How to Set Up Proxies with AIOHTTP

Aiohttp is a Python library that can make asynchronous web services and applications that work fast and are scalable. For more information, see the official documentation and our aiohttp web scraping tutorial.

This tutorial will show you how to use Python's aiohttp and asyncio libraries to integrate Oxylabs' Residential, Datacenter Proxies, and Web Unblocker, along with code examples to rotate Datacenter Proxies.

Prerequisites

Beforehand, please ensure that you have the following prerequisites in place: 

  • Python 3.6 or above

  • Oxylabs sub-user’s credentials

Installing AIOHTTP

Run the following pip command in the terminal to install the aiohttp library:

pip install aiohttp

Use the following command in a Windows command prompt:

python -m pip install aiohttp

Additionally, you must install the asyncio package as it provides many tools to write non-blocking code. For installation, use the following command:

pip install asyncio

Now, the aiohttp library is all set to send web requests and receive web responses. The next step is to import the required packages in the Python file:

import aiohttp
import asyncio

Handling HTTP requests using AIOHTTP

The following example shows how to use aiohttp to handle HTTP requests. We’ll send an HTTP GET request to the https://ip.oxylabs.io/ web page. After receiving the request, the web page returns the IP address of the requester. 

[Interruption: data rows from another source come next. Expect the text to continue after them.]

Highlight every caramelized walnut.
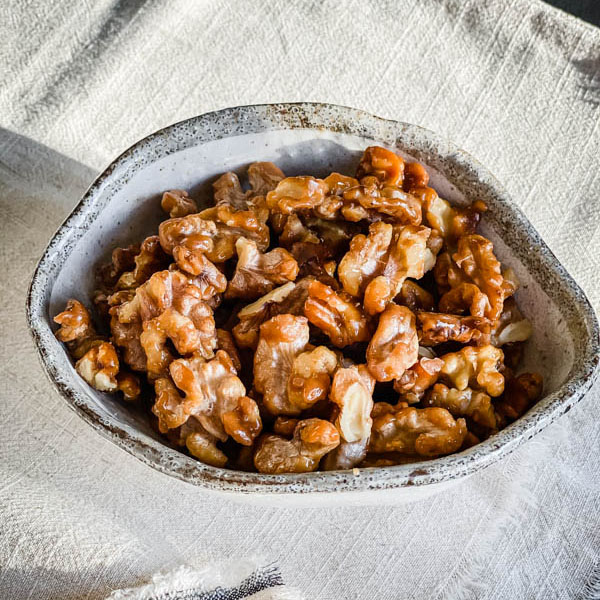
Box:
[75,342,119,392]
[496,373,543,424]
[417,312,490,346]
[330,365,375,442]
[394,356,444,404]
[254,419,340,474]
[233,279,312,349]
[356,146,404,185]
[394,279,436,312]
[225,238,298,300]
[440,345,504,397]
[286,346,338,415]
[423,383,496,429]
[160,190,198,218]
[452,234,505,321]
[54,298,96,347]
[367,304,419,381]
[369,403,467,458]
[267,177,329,215]
[304,281,370,348]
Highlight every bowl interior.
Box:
[44,129,575,450]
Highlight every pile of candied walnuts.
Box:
[55,147,542,473]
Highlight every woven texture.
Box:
[0,0,600,600]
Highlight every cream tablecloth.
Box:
[0,0,600,599]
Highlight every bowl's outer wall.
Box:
[29,104,598,496]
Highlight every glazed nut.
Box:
[160,190,198,218]
[367,304,419,381]
[440,345,504,398]
[416,312,490,346]
[225,238,298,300]
[75,342,119,392]
[221,396,262,446]
[369,403,467,458]
[423,383,496,429]
[54,298,95,342]
[304,281,370,348]
[356,146,404,185]
[330,365,375,442]
[254,419,340,474]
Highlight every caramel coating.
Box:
[56,146,542,473]
[160,190,198,218]
[75,342,119,392]
[423,383,496,429]
[225,238,298,300]
[440,345,504,398]
[356,146,404,185]
[394,356,444,404]
[304,281,370,348]
[417,311,490,346]
[54,298,96,342]
[254,419,340,474]
[267,177,329,215]
[367,304,419,381]
[369,405,467,458]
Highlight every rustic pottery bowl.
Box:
[27,103,598,505]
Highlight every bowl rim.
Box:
[26,102,600,494]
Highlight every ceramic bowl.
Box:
[27,103,598,505]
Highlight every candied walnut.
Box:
[110,307,146,371]
[116,235,168,290]
[254,314,309,415]
[342,179,422,225]
[423,383,496,429]
[440,283,491,317]
[117,371,142,402]
[273,415,299,438]
[304,281,370,348]
[200,204,269,263]
[402,163,429,192]
[356,146,404,185]
[182,419,227,467]
[422,188,485,242]
[492,298,533,346]
[440,345,504,398]
[254,419,340,474]
[496,373,543,424]
[452,234,505,321]
[75,342,119,392]
[217,329,242,373]
[338,222,394,297]
[160,190,198,218]
[369,403,467,458]
[54,298,96,347]
[279,213,321,248]
[330,365,375,442]
[158,214,217,255]
[367,304,419,381]
[352,224,430,314]
[267,177,329,215]
[233,279,313,349]
[416,312,491,346]
[286,346,338,415]
[225,238,298,300]
[221,396,262,446]
[394,279,436,312]
[394,356,444,404]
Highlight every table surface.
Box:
[0,0,600,599]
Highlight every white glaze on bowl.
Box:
[28,104,598,505]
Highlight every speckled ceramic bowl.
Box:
[27,104,598,505]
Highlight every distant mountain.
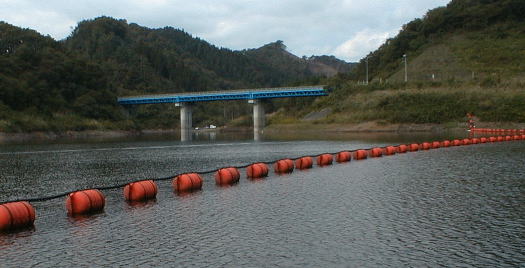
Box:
[0,17,347,132]
[243,40,355,79]
[349,0,525,82]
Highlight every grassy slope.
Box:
[269,30,525,127]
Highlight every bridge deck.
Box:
[118,86,328,105]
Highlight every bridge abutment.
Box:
[248,100,266,137]
[175,102,193,141]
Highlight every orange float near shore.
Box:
[368,148,383,157]
[408,143,419,152]
[124,180,157,201]
[273,159,294,173]
[317,154,334,166]
[353,150,368,160]
[335,151,352,163]
[419,142,432,150]
[66,189,106,216]
[215,167,241,185]
[0,201,35,232]
[295,156,313,169]
[383,146,397,155]
[397,144,408,154]
[452,140,463,146]
[171,173,202,192]
[246,163,268,178]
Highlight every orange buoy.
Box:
[0,201,35,231]
[335,151,352,163]
[452,140,463,146]
[246,163,268,178]
[368,147,383,157]
[215,167,241,185]
[383,146,397,155]
[419,142,432,150]
[295,156,313,169]
[354,150,368,160]
[441,140,451,147]
[273,159,294,173]
[317,154,334,166]
[408,143,419,152]
[431,141,441,149]
[397,144,408,154]
[124,180,157,201]
[66,189,106,216]
[171,173,202,192]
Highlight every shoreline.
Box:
[0,122,525,144]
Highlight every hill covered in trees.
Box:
[0,17,351,132]
[275,0,525,125]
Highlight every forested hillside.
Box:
[0,17,350,132]
[274,0,525,125]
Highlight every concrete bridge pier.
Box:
[248,100,265,140]
[175,102,193,141]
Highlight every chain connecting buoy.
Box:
[171,173,202,193]
[273,159,294,173]
[452,140,463,146]
[408,143,419,152]
[295,156,314,169]
[419,142,432,150]
[66,189,106,216]
[317,154,334,167]
[335,151,352,163]
[383,146,397,155]
[215,167,241,185]
[354,150,368,160]
[246,163,268,178]
[124,180,157,201]
[0,201,36,232]
[397,144,408,154]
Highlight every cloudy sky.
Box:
[0,0,450,61]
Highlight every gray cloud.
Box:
[0,0,449,61]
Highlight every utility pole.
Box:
[365,57,368,86]
[403,54,408,83]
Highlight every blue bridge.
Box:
[118,86,328,105]
[118,86,328,141]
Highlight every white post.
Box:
[366,57,368,86]
[403,54,408,83]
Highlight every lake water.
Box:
[0,133,525,267]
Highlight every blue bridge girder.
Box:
[118,86,328,105]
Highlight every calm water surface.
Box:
[0,131,525,267]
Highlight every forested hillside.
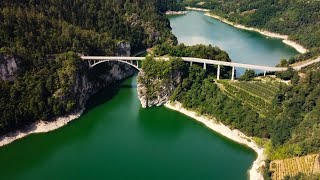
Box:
[140,55,320,177]
[183,0,320,60]
[0,0,176,134]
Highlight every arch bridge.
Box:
[81,56,287,80]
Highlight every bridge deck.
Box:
[81,56,287,72]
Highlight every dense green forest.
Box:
[183,0,320,59]
[0,0,177,134]
[152,43,232,78]
[143,53,320,159]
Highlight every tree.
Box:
[239,69,256,81]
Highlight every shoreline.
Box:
[0,109,84,147]
[164,102,266,180]
[204,11,309,54]
[166,11,188,15]
[186,6,210,12]
[186,6,309,54]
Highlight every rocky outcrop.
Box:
[72,41,135,109]
[72,62,135,109]
[0,54,20,81]
[137,72,182,108]
[116,42,131,56]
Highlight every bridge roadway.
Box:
[81,56,312,80]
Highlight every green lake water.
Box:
[170,11,298,72]
[0,12,296,180]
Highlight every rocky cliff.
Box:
[72,62,135,109]
[0,54,20,81]
[137,72,182,108]
[72,42,136,109]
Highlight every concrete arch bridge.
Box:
[81,56,320,80]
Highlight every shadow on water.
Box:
[119,84,137,89]
[83,75,137,115]
[0,76,136,179]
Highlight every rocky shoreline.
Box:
[205,12,308,54]
[0,109,84,147]
[165,102,266,180]
[186,7,309,54]
[166,11,188,15]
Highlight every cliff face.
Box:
[137,72,182,108]
[72,62,135,109]
[71,42,135,109]
[0,54,20,81]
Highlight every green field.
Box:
[217,80,280,115]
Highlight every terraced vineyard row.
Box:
[219,81,272,114]
[230,82,278,102]
[270,154,320,180]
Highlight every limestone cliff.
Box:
[71,42,135,109]
[72,62,135,109]
[0,54,20,81]
[137,72,182,108]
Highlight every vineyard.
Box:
[217,80,280,114]
[270,154,320,180]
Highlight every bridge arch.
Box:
[88,59,141,71]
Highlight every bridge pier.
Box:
[217,65,220,80]
[231,66,235,81]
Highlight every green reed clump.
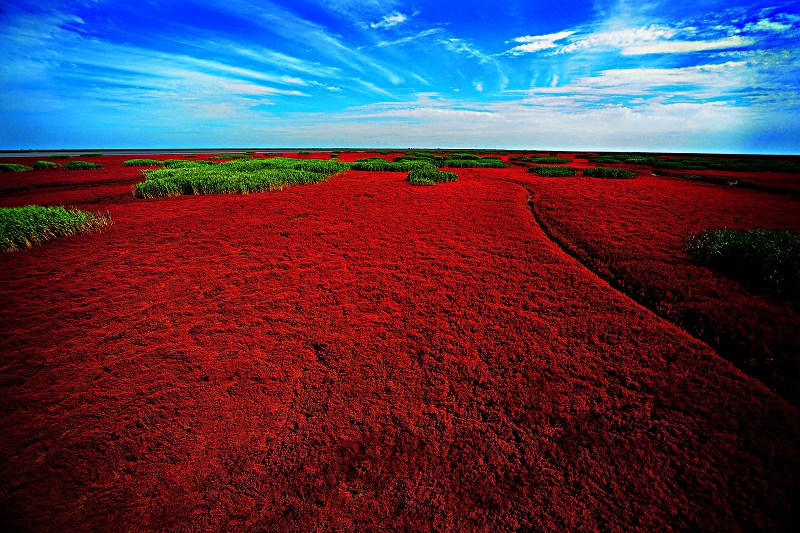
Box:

Let’s start by creating the get_response() async function:

async def get_response():
    async with aiohttp.ClientSession() as session:
        async with session.get(
                'https://ip.oxylabs.io/'
        ) as response:
            print('Status Code: ', response.status)
            print('Body: ', await response.text())

When executed, the get_response() function creates a session by using the ClientSession() method and then sends an HTTP GET request to the target URL. Once the response to this GET request arrives, the function prints the status code value and the response text. 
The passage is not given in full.